Oh, but think. ‘Follow me,” He said, and they straightaway left their boats and nets to become fishers of men. Talk about trust!  We can only wonder at how much skeptical head-shaking went on as the Apostles came to form the core of Jesus’ followers. There are many descriptions of fear and contempt among those who opposed Jesus’ message and methods.  We hear much about the comfort of trust and love, but the Gospel stories also told of large numbers of important people who were very nervous over the way people trusted Jesus.

 

Well, power often depends on distrust: anyone with a different message is a potential usurper of power. 

 

And the power of trust is the power brought by faith. Hebrews 11 is called ‘The Hall of Faith’ because it begins by defining faith: ‘the substance of things hoped for, the evidence of things unseen.’ Its subsequent verses describe the work of faith, noting at verse 6 that without faith, we cannot please God.

 

Faith is trust in God. Faith and trust are the path to holiness.

 

Will trust always lead to a good outcome in our dealings with others? Probably not. We hear many stories of cheating and betrayals of trust. But we also hear many stories of the joys that trust has brought. So this is not an argument for seeking out opportunities to be bilked of our money or left destitute. It is an argument for taking chances, ‘by faith.’ For sure, the path of trust is one which is, indeed, often very hard indeed to follow. Look at the Apostles, even as they lived with Jesus day after day, doubting their own choices. But they kept on. 

 

And when faith failed them, and they fled from Jesus as He was led to his suffering and death, tradition tells us that they had whole lifetimes to repent of it, one killing himself, one surviving in exile, others martyred. 

 

And of those martyrs: What had they come to know, that led to their willingness to die for a Jesus they had doubted?  What unbearable regret led Judas to suicide? What extraordinary witness led them to hold steadfastly to their faith? Obviously, they had found a trust stronger than any fear. Even Paul, after Damascus, could not be turned around.’ By faith’ means ‘by trust’.

 

 Distrustfulness is like endless clutter in the house of the soul, so hard to finally set in order. A trusting heart makes room, it frees us from the suspicions that crowd out joy. And if we are free from the ongoing fear of being cheated or fooled, who knows what other good things might happen?

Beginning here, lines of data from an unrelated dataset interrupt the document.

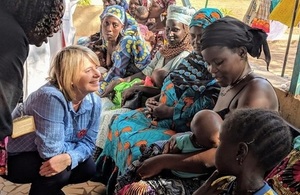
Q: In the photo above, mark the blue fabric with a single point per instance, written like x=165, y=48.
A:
x=266, y=190
x=205, y=16
x=132, y=54
x=130, y=130
x=59, y=129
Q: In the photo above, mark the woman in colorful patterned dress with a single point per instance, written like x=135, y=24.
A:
x=186, y=90
x=252, y=141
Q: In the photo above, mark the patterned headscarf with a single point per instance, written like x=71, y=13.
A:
x=164, y=4
x=122, y=3
x=205, y=16
x=115, y=11
x=238, y=34
x=180, y=14
x=145, y=3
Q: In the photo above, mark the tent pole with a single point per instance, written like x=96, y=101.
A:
x=206, y=3
x=290, y=38
x=295, y=80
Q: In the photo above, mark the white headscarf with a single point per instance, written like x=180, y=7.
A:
x=180, y=14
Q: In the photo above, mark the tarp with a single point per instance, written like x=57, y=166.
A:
x=284, y=11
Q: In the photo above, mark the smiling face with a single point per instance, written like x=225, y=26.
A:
x=224, y=64
x=88, y=78
x=196, y=33
x=133, y=4
x=175, y=32
x=111, y=28
x=108, y=3
x=155, y=10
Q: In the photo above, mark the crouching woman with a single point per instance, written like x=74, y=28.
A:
x=66, y=114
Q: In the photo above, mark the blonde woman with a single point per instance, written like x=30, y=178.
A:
x=66, y=113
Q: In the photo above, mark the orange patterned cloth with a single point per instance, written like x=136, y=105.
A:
x=284, y=11
x=285, y=177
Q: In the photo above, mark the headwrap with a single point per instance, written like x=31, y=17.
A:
x=115, y=11
x=205, y=16
x=164, y=4
x=233, y=33
x=122, y=3
x=180, y=14
x=145, y=3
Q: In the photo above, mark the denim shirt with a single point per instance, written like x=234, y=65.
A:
x=59, y=129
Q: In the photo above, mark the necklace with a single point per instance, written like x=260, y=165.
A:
x=235, y=193
x=224, y=91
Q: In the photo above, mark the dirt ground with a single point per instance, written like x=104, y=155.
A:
x=232, y=7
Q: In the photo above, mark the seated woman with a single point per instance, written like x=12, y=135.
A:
x=186, y=90
x=97, y=38
x=66, y=114
x=169, y=56
x=252, y=141
x=205, y=130
x=227, y=60
x=284, y=178
x=157, y=23
x=127, y=53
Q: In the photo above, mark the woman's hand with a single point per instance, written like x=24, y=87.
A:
x=209, y=189
x=128, y=94
x=55, y=165
x=151, y=167
x=110, y=88
x=170, y=145
x=162, y=111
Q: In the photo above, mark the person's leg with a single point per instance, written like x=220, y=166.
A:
x=83, y=172
x=50, y=185
x=53, y=185
x=24, y=167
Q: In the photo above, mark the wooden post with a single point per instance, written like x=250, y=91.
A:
x=295, y=81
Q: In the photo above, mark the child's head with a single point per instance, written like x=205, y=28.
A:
x=141, y=14
x=158, y=76
x=253, y=139
x=101, y=53
x=205, y=126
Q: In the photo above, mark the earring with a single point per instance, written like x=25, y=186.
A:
x=240, y=161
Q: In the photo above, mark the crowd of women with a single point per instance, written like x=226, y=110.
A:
x=205, y=58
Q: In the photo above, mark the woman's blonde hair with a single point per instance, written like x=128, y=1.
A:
x=66, y=65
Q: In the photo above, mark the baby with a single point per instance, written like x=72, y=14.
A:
x=156, y=79
x=205, y=128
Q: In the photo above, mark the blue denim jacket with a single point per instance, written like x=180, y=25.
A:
x=59, y=129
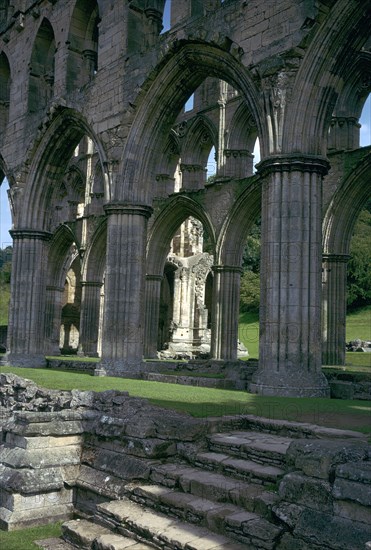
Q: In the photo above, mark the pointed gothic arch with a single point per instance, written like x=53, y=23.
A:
x=83, y=38
x=190, y=65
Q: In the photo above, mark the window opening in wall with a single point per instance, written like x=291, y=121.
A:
x=365, y=121
x=189, y=105
x=166, y=26
x=211, y=163
x=256, y=153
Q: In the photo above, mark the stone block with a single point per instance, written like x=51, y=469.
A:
x=319, y=458
x=328, y=531
x=306, y=491
x=341, y=390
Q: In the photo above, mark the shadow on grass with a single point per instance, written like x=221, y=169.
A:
x=202, y=402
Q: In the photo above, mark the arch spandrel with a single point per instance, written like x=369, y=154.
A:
x=241, y=218
x=325, y=67
x=94, y=261
x=176, y=81
x=345, y=206
x=165, y=225
x=62, y=252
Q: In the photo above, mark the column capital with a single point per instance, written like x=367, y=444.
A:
x=335, y=258
x=36, y=234
x=227, y=269
x=235, y=153
x=54, y=288
x=128, y=208
x=293, y=162
x=96, y=284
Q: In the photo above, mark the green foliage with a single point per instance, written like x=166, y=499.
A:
x=251, y=255
x=359, y=266
x=250, y=292
x=204, y=402
x=23, y=539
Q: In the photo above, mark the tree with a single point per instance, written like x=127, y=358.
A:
x=359, y=265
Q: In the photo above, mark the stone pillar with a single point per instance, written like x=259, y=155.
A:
x=193, y=176
x=26, y=336
x=225, y=311
x=89, y=318
x=152, y=312
x=238, y=163
x=53, y=312
x=334, y=279
x=123, y=330
x=290, y=308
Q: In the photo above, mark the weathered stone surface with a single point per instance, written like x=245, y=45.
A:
x=332, y=532
x=82, y=533
x=319, y=458
x=116, y=542
x=54, y=544
x=307, y=491
x=27, y=480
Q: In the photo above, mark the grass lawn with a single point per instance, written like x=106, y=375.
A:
x=23, y=539
x=358, y=325
x=203, y=402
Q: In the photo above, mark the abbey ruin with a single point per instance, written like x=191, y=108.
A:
x=123, y=244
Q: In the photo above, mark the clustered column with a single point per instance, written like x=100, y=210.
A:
x=334, y=278
x=290, y=314
x=152, y=312
x=26, y=338
x=123, y=325
x=89, y=318
x=53, y=310
x=226, y=299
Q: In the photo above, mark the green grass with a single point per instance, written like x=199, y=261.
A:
x=203, y=402
x=358, y=325
x=248, y=332
x=23, y=539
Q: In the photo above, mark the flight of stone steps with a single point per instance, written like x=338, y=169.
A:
x=220, y=499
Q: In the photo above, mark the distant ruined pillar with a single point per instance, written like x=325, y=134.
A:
x=152, y=313
x=334, y=279
x=290, y=309
x=89, y=318
x=123, y=323
x=26, y=337
x=226, y=301
x=53, y=312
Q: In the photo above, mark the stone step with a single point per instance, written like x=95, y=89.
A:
x=188, y=380
x=164, y=532
x=88, y=535
x=245, y=469
x=197, y=510
x=213, y=486
x=262, y=448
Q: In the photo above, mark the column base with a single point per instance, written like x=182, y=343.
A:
x=286, y=385
x=32, y=361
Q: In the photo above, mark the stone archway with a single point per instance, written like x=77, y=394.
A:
x=338, y=225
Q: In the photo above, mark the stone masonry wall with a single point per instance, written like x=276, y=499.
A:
x=65, y=450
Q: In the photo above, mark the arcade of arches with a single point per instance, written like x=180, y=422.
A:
x=123, y=245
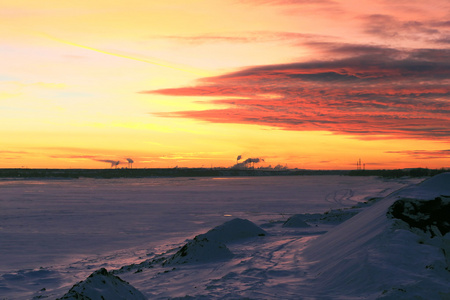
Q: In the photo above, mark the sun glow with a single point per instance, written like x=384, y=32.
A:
x=307, y=84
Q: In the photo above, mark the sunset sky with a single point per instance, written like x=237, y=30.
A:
x=313, y=84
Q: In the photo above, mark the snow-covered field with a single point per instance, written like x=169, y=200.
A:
x=299, y=237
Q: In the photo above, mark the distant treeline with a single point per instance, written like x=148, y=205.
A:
x=204, y=172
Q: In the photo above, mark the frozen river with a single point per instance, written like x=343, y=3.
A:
x=57, y=223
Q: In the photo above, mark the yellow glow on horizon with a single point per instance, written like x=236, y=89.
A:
x=75, y=74
x=153, y=62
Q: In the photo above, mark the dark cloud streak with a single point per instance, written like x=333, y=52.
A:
x=378, y=92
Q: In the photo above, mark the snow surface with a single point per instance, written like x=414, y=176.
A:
x=55, y=233
x=103, y=285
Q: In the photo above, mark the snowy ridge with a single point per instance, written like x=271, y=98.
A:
x=103, y=285
x=371, y=255
x=361, y=248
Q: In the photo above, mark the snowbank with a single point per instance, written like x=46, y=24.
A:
x=371, y=255
x=200, y=250
x=233, y=230
x=103, y=285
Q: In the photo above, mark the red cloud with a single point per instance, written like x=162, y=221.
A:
x=380, y=93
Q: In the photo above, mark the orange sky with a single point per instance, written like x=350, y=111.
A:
x=313, y=84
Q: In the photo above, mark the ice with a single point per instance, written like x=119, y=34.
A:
x=233, y=230
x=103, y=285
x=55, y=233
x=200, y=250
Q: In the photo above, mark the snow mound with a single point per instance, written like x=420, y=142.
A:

Trust does not mean abandoning good sense, I t simply frees us from a perpetual paranoia, and gives rest to the spirit.

 

Trust is spontaneous, an openness to possibilities. It means we take a chance ‘by faith,’ to give of ourselves and our treasure, to help others. It is certainly worth a try, to look at the world, the stranger, the ‘different,’ without pre-judgment. The world needs so much of this faith and trust, in which we find room for love and hope. 

(Note: I never did give my sister-in-law the swan. That season marked the sad end of their marriage, and no Christmas spent together to exchange gifts.)